Best Practice When Upgrading a Legacy Application

There are different ways in which you can start using Enterprise Developer to develop your applications created with a legacy Micro Focus product such as Net Express, Server Express, or Mainframe Express.

The quickest approach would be to open individual files in Visual Studio and use the IDE to edit, compile and debug them. The approach that Micro Focus recommends is to create a Visual Studio project and take advantage of the many project-handling features offered by Enterprise Developer.

The following sections highlight stages of the development process where Micro Focus has recommendations about the best way to proceed when upgrading large projects.

Create a project for your source code

Regardless of whether you have used a project file before, Micro Focus recommends that you create one or more projects in Enterprise Developer for your application files. Using a project file means all of the Visual Studio productivity features will be available to you. See Working with Projects for more information.

If you have a Net Express project for your application, note the following:

  • Visual Studio projects are not direct mappings of existing Net Express projects.
  • A convenient way to import the project into Visual Studio is to use the Net Express Project Import wizard. The wizard analyzes your existing Net Express projects, creates a solution with one or more projects and sets any Compiler directives that were used in the Net Express project.
  • The wizard helps you quickly and easily move your sources from Net Express to Visual Studio. It might not create a perfectly-optimized solution, and you might need to rethink and restructure the initial Visual Studio projects once you have moved your source files to them.
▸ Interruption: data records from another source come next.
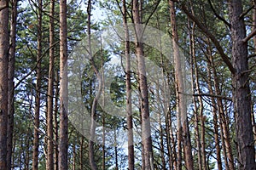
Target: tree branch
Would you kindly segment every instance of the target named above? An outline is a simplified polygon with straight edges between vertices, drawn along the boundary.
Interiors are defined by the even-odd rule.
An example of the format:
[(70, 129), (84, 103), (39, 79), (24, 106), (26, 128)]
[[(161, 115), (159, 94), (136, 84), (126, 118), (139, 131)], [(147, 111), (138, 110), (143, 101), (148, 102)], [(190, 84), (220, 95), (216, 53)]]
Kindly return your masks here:
[(0, 7), (0, 11), (2, 11), (3, 9), (5, 9), (6, 8), (8, 8), (8, 5), (4, 5), (3, 7)]
[(221, 45), (219, 44), (218, 41), (216, 39), (215, 36), (213, 36), (198, 20), (195, 16), (194, 16), (184, 4), (181, 4), (181, 8), (184, 11), (184, 13), (196, 24), (196, 26), (205, 33), (205, 35), (211, 39), (212, 43), (214, 44), (215, 48), (218, 51), (222, 60), (229, 67), (229, 70), (232, 74), (236, 72), (235, 68), (233, 67), (231, 62), (230, 61), (229, 57), (224, 54)]
[(249, 8), (247, 10), (243, 12), (240, 16), (239, 19), (242, 19), (245, 15), (247, 15), (253, 8), (254, 8), (254, 5), (253, 5), (251, 8)]
[(201, 97), (203, 97), (203, 96), (213, 97), (213, 98), (219, 98), (219, 99), (226, 99), (226, 100), (229, 100), (229, 101), (232, 101), (231, 98), (228, 98), (226, 96), (218, 95), (218, 94), (184, 94), (184, 93), (181, 93), (181, 92), (178, 92), (178, 94), (183, 94), (183, 95), (188, 95), (188, 96), (195, 96), (195, 97), (198, 97), (198, 96), (201, 96)]
[(251, 31), (251, 33), (249, 33), (249, 35), (247, 37), (246, 37), (245, 38), (242, 39), (243, 42), (247, 42), (252, 37), (253, 37), (256, 35), (256, 28), (254, 28), (254, 30), (253, 30)]
[(208, 3), (209, 3), (209, 4), (210, 4), (210, 7), (211, 7), (211, 8), (212, 8), (212, 10), (214, 15), (215, 15), (218, 19), (219, 19), (220, 20), (222, 20), (225, 25), (227, 25), (227, 26), (229, 26), (229, 28), (230, 28), (230, 27), (231, 27), (231, 25), (230, 25), (226, 20), (224, 20), (223, 17), (221, 17), (221, 16), (216, 12), (216, 10), (215, 10), (215, 8), (213, 8), (213, 5), (212, 5), (211, 0), (208, 0)]
[(32, 73), (32, 71), (34, 71), (37, 67), (38, 63), (41, 61), (41, 60), (43, 59), (43, 57), (44, 57), (44, 55), (46, 55), (47, 52), (53, 47), (55, 47), (57, 43), (59, 43), (60, 42), (57, 41), (55, 42), (51, 47), (49, 47), (44, 53), (42, 54), (42, 56), (39, 58), (39, 60), (38, 60), (38, 62), (36, 63), (35, 66), (25, 76), (23, 76), (20, 80), (19, 80), (19, 82), (15, 84), (15, 89), (23, 82), (23, 80), (25, 80), (26, 78), (27, 78), (27, 76), (29, 76), (29, 75), (31, 75)]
Import your sources into a Visual Studio project

There are a few different ways to create Visual Studio projects and add your source files to them:

  • Use the Net Express Project Import wizard - uses an existing Net Express project. Analyzes the project, creates a Visual Studio solution with a number of projects that use the settings used in Net Express, and adds source files.
  • Create a Visual Studio project, then use Add Existing Item to add your source files. This adds the files to the project without setting any Compiler directives on them.
  • Create a Visual Studio project, then use Add Existing COBOL Items to add your source files. This scans the files to determine which files are programs or copybooks and sets the appropriate build actions on them. It also sets any required COBOL and EXEC SQL directives as specified in Tools > Options > Micro Focus Tools > Directives > COBOL.
  • Use File > New > Project From Existing Code- the wizard walks you through the process of creating a project from files stored in a location. The wizard creates and configures the project, and sets any required Compiler directives on the individual files.

Choosing a project type

Enterprise Developer provides the following project types:

Visual Studio project type Description
Native application Choose this type for any existing application that you used to compile in your legacy Micro Focus product or at the command line.
Windows Desktop application Choose this project type if you want to take advantage of the functionality of the .NET framework and extend your applications.
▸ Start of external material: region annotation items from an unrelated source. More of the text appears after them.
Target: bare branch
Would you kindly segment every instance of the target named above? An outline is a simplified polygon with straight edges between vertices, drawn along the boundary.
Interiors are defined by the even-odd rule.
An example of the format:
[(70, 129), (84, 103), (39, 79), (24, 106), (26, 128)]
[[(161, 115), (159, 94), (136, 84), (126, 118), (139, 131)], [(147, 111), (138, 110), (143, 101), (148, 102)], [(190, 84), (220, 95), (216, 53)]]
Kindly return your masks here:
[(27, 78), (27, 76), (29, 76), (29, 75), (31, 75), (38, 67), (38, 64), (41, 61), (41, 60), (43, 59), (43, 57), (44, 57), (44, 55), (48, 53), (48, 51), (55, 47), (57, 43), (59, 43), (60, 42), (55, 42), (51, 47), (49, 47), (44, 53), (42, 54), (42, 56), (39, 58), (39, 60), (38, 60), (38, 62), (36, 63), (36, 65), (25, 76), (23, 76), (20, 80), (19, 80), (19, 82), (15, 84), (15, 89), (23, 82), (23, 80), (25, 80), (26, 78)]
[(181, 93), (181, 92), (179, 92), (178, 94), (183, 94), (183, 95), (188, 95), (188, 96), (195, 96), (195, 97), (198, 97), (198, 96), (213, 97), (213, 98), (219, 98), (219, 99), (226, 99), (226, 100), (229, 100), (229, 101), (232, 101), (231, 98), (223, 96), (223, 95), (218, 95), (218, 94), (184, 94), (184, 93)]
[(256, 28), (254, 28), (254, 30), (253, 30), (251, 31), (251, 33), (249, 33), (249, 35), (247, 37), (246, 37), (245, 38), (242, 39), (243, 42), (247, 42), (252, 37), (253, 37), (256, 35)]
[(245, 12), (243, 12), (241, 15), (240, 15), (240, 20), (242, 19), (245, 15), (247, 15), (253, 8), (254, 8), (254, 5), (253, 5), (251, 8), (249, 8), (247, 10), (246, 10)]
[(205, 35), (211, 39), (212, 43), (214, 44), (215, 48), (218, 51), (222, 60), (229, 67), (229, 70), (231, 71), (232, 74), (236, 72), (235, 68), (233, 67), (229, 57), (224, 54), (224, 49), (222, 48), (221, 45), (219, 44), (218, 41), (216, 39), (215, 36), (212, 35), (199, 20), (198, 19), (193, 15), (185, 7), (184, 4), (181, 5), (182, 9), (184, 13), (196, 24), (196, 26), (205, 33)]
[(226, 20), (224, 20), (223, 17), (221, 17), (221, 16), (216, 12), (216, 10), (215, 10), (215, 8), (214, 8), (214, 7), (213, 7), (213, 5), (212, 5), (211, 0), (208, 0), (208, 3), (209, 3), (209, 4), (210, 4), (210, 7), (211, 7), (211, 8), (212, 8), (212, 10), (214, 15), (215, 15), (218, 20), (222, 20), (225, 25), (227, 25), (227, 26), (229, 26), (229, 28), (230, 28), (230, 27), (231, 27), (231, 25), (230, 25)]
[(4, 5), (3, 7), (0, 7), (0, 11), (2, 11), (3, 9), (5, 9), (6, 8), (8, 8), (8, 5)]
Your existing native COBOL applications should compile in a .NET COBOL project without any changes required.

The benefits of switching to a .NET Windows Desktop project include:

  • The .NET COBOLdialect makes more COBOL language features adapted for .NET framework available to you.
  • Easier interaction with other .NET managed languages such as C#.
  • The ability to take advantage of a number of widely-used .NET framework features such as Windows Presentation Foundation.
Restriction: Code analysis is not available in .NET COBOL projects.
Mainframe Subsystem Support application Choose this type if your legacy application uses Mainframe Support such as CICS, IMS, BMS, Assembler or any other mainframe components.

Using tabs in your files

Tab size in legacy Micro Focus products (such as Net Express) defaulted to eight spaces while it is four spaces by default in Visual Studio. This means that you might get compiler errors when you try to compile your COBOL sources in Enterprise Developer.

If you have your application's Net Express project, you can use the Net Express Project Import wizard in Enterprise Developer to upgrade the application. The wizard automatically converts the tabs to four spaces.

If you use another method to import the files into Visual Studio, the tabs will not be converted automatically. In such cases, Micro Focus recommends that you set the SOURCETABSTOP"4" Compiler directive that converts tabs to four spaces.

Do not change the size of the tabs in the Visual Studio preferences, as these preferences apply to all other programming languages you might be working on in the IDE.

Micro Focus recommends that you use spaces instead of tabs in Enterprise Developer.

Rename variables that are now reserved words

Micro Focus continues to enhance the COBOL language. New Micro Focus product releases use newer levels of the COBOL language where each level has new words added to the list of reserved COBOL keywords.

When you are upgrading an application from a product that uses an earlier level of the COBOL language, you might find that some of the variable names are now reserved words. See the Upgrade Guide for how you can solve this problem.

To avoid confusion, Micro Focus recommends that you rename the variables whose names that are now reserved words.

Functionality not supported in Enterprise Developer

Note that some functionality that was available in older Micro Focus products might work differently or be superseded in Enterprise Developer. See Differences between Enterprise Developer and Net Express and Mainframe Express in the Upgrade Guide for more.